Bitcoin was currently testing the daily 50-SMA after rallying above $40K for the first time since January’s flash crash. A rejection at this mid-term MA could invite a correctional phase as investors bag their gains. At the time of writing, BTC traded at $42,750, up by 3% over the last 24 hours.
Bitcoin 4-hour Time Frame
Bitcoin saw its biggest daily gain in early 52 weeks on Friday after its price smashed past $40K on strong buy volumes. The lesser time frame even captured a bull pennant breakout over the weekend, accounting for a total hike of 18% over the past three days.
As a result, Bitcoin flipped a 3-month active resistance trendline to support and painted a bullish picture this week. However, the daily 50-SMA (now shown), floating around $43K, could trigger a correctional phase before the next leg forward. Data from IntoTheBlock revealed that 65% of BTC holders were profitable at the moment, making the digital asset vulnerable to profit-taking.
Hence, the 78.6% Fibonacci level and $40,600-support would be important areas over the next few days. An early cut-off of these levels would preserve BTC’s favorable outlook when it challenges $44,500 and $45,670 this week.
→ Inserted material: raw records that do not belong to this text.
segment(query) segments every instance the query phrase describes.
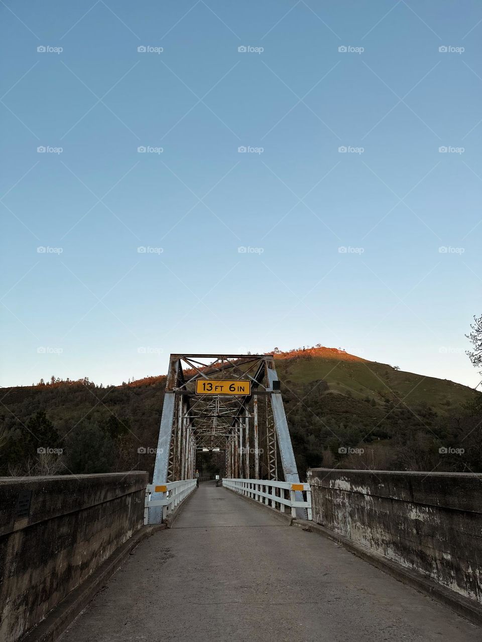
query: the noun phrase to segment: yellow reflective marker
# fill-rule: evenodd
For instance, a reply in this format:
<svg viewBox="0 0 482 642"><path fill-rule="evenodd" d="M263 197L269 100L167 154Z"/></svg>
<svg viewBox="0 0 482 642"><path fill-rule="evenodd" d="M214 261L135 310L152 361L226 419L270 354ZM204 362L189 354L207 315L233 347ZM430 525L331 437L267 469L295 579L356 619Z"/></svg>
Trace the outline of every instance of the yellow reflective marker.
<svg viewBox="0 0 482 642"><path fill-rule="evenodd" d="M197 395L249 395L251 382L241 379L198 379Z"/></svg>

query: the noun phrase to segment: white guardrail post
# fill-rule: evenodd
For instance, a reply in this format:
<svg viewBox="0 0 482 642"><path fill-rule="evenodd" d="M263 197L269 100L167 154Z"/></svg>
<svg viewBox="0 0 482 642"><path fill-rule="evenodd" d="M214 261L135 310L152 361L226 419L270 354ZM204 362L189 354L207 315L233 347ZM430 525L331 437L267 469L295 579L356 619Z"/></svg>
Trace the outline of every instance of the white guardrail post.
<svg viewBox="0 0 482 642"><path fill-rule="evenodd" d="M291 483L273 480L244 480L224 478L222 485L267 506L284 513L288 507L292 517L296 517L296 508L306 508L308 519L312 519L311 488L308 483ZM296 499L296 492L306 494L306 500ZM289 499L287 498L287 494Z"/></svg>
<svg viewBox="0 0 482 642"><path fill-rule="evenodd" d="M190 495L196 487L196 480L181 480L165 484L148 484L144 503L144 524L151 524L149 510L157 506L162 507L161 521L173 513L181 502Z"/></svg>

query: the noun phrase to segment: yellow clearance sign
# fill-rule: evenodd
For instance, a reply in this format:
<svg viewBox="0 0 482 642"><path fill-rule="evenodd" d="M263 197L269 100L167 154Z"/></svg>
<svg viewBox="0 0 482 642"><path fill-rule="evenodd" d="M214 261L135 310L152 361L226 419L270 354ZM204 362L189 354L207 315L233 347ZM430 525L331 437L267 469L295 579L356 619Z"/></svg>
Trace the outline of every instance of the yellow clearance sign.
<svg viewBox="0 0 482 642"><path fill-rule="evenodd" d="M251 392L251 381L224 379L196 380L197 395L249 395Z"/></svg>

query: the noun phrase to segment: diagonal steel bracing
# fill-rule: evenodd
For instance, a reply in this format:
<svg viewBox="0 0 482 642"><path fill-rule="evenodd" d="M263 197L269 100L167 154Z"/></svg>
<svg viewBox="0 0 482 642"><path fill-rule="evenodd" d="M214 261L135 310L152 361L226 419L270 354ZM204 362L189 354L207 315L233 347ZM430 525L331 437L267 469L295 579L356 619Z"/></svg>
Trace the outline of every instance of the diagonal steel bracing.
<svg viewBox="0 0 482 642"><path fill-rule="evenodd" d="M197 394L202 381L249 381L251 391ZM192 478L203 449L224 453L224 477L299 482L279 383L271 354L172 354L153 483Z"/></svg>

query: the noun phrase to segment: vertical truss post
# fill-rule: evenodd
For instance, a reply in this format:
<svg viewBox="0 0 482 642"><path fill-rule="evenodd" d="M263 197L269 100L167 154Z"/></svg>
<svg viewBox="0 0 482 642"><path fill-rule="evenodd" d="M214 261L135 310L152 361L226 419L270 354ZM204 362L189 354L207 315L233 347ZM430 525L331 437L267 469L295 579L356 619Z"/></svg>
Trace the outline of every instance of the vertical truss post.
<svg viewBox="0 0 482 642"><path fill-rule="evenodd" d="M159 431L157 449L156 453L154 472L152 475L152 483L155 485L165 484L167 481L174 423L175 393L173 388L177 380L179 369L179 361L171 359L169 363L166 392L164 395L164 404L161 418L161 427ZM152 499L153 500L162 499L162 493L152 493ZM149 509L149 524L159 523L161 517L161 507L155 507Z"/></svg>
<svg viewBox="0 0 482 642"><path fill-rule="evenodd" d="M274 361L269 362L267 372L269 386L272 391L273 381L278 381ZM272 392L271 397L273 421L278 437L278 444L280 447L285 481L291 483L299 483L299 476L294 458L293 446L291 444L291 437L288 429L288 422L286 421L281 393ZM300 490L296 490L296 498L297 501L303 501L303 493ZM306 510L304 508L296 508L296 516L301 519L306 519Z"/></svg>
<svg viewBox="0 0 482 642"><path fill-rule="evenodd" d="M260 477L260 444L258 438L258 395L254 395L253 402L253 424L254 433L254 473L253 478L256 480Z"/></svg>
<svg viewBox="0 0 482 642"><path fill-rule="evenodd" d="M244 464L245 464L245 476L246 479L250 479L249 477L249 418L247 416L247 410L245 409L244 410L244 431L246 435L245 438L245 447L244 449Z"/></svg>

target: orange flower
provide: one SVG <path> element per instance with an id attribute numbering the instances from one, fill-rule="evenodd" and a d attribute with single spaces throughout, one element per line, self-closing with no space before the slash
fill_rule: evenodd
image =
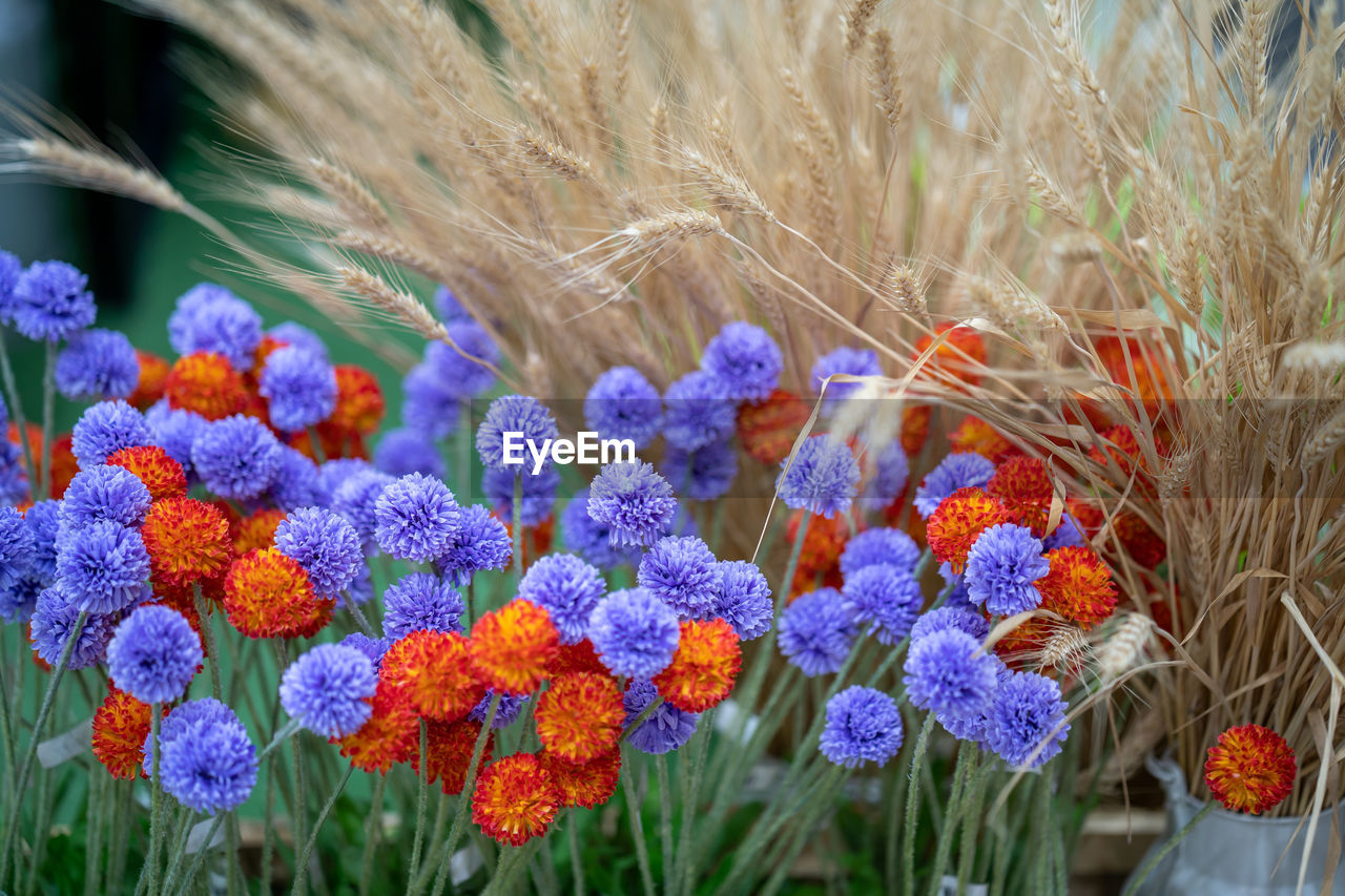
<path id="1" fill-rule="evenodd" d="M 367 772 L 387 774 L 394 763 L 404 763 L 420 752 L 420 720 L 406 697 L 383 679 L 374 689 L 374 708 L 359 731 L 338 741 L 340 755 Z"/>
<path id="2" fill-rule="evenodd" d="M 455 722 L 430 720 L 425 724 L 425 768 L 429 783 L 443 782 L 445 794 L 460 794 L 467 784 L 467 768 L 472 764 L 472 751 L 476 737 L 482 733 L 480 722 L 463 718 Z M 486 736 L 486 748 L 476 766 L 480 772 L 491 760 L 495 733 Z M 420 775 L 420 745 L 412 751 L 412 770 Z"/>
<path id="3" fill-rule="evenodd" d="M 995 468 L 986 491 L 999 499 L 1005 510 L 1020 518 L 1032 534 L 1042 538 L 1050 522 L 1050 476 L 1037 457 L 1009 457 Z"/>
<path id="4" fill-rule="evenodd" d="M 229 359 L 213 351 L 196 351 L 174 362 L 164 381 L 169 408 L 195 410 L 206 420 L 222 420 L 247 404 L 247 389 Z"/>
<path id="5" fill-rule="evenodd" d="M 402 692 L 417 714 L 457 721 L 486 696 L 467 648 L 457 632 L 413 631 L 383 654 L 379 677 Z"/>
<path id="6" fill-rule="evenodd" d="M 748 456 L 773 467 L 790 455 L 811 413 L 798 396 L 776 389 L 765 401 L 738 408 L 738 441 Z"/>
<path id="7" fill-rule="evenodd" d="M 682 623 L 682 636 L 668 667 L 654 677 L 663 700 L 686 713 L 703 713 L 733 690 L 742 648 L 722 619 Z"/>
<path id="8" fill-rule="evenodd" d="M 1089 548 L 1056 548 L 1046 552 L 1050 572 L 1034 581 L 1041 605 L 1083 628 L 1092 628 L 1116 609 L 1116 585 L 1111 572 Z"/>
<path id="9" fill-rule="evenodd" d="M 136 390 L 126 398 L 126 404 L 148 410 L 149 405 L 164 397 L 164 383 L 168 382 L 168 362 L 159 355 L 136 348 L 136 361 L 140 362 L 140 379 L 136 381 Z"/>
<path id="10" fill-rule="evenodd" d="M 1013 522 L 1014 515 L 979 488 L 959 488 L 944 498 L 925 525 L 925 538 L 935 560 L 962 573 L 971 545 L 986 529 Z"/>
<path id="11" fill-rule="evenodd" d="M 572 763 L 550 751 L 538 753 L 561 794 L 561 805 L 593 809 L 612 799 L 621 774 L 621 751 L 611 749 L 586 763 Z"/>
<path id="12" fill-rule="evenodd" d="M 320 600 L 304 568 L 274 548 L 249 552 L 225 576 L 225 612 L 249 638 L 312 638 L 335 603 Z"/>
<path id="13" fill-rule="evenodd" d="M 472 666 L 502 694 L 531 694 L 555 659 L 561 636 L 545 609 L 515 597 L 472 626 Z"/>
<path id="14" fill-rule="evenodd" d="M 971 414 L 963 417 L 958 428 L 948 433 L 948 443 L 955 453 L 974 452 L 997 464 L 1018 453 L 1018 449 L 994 426 Z"/>
<path id="15" fill-rule="evenodd" d="M 383 420 L 383 390 L 374 374 L 355 365 L 336 365 L 336 408 L 325 422 L 360 436 L 378 431 Z"/>
<path id="16" fill-rule="evenodd" d="M 611 675 L 561 675 L 537 700 L 537 737 L 566 761 L 586 763 L 615 748 L 624 722 L 621 692 Z"/>
<path id="17" fill-rule="evenodd" d="M 110 689 L 93 714 L 93 755 L 113 778 L 120 780 L 143 778 L 141 751 L 147 737 L 149 737 L 149 704 L 143 704 L 116 687 Z"/>
<path id="18" fill-rule="evenodd" d="M 149 496 L 155 500 L 179 498 L 187 494 L 187 474 L 182 464 L 168 456 L 159 445 L 122 448 L 108 457 L 113 467 L 124 467 L 145 483 Z"/>
<path id="19" fill-rule="evenodd" d="M 533 753 L 487 766 L 472 794 L 472 821 L 487 837 L 511 846 L 545 835 L 560 809 L 561 792 Z"/>
<path id="20" fill-rule="evenodd" d="M 1205 760 L 1205 783 L 1224 809 L 1260 815 L 1294 790 L 1298 763 L 1289 743 L 1262 725 L 1237 725 L 1219 736 Z"/>
<path id="21" fill-rule="evenodd" d="M 195 498 L 164 498 L 145 514 L 140 537 L 157 581 L 190 585 L 223 572 L 234 552 L 229 521 L 214 505 Z"/>
<path id="22" fill-rule="evenodd" d="M 270 548 L 276 542 L 276 527 L 285 519 L 285 511 L 262 507 L 252 517 L 243 517 L 231 527 L 234 550 L 246 554 L 257 548 Z"/>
At the same time, any close below the 61.8% Fibonacci and 4-hour 50-SMA (yellow) could create panic once again. BTC’s defenses at $36,200 and $35,500 would become the next points of contact.
Indicators
BTC’s 4-hour indicators highlighted the reduction in buying pressure. The RSI was unable to extend into the overbought zone while the MACD grappled with a possible bearish crossover. With BTC trading close to the $43K price barrier, such readings were not ideal for an upwards breakout.
Conclusion
Bitcoin could hit a pause between $41,200-$40,600 before tackling higher levels. The following correction would flush out near-term selling pressure and lead to a more organic rally this week.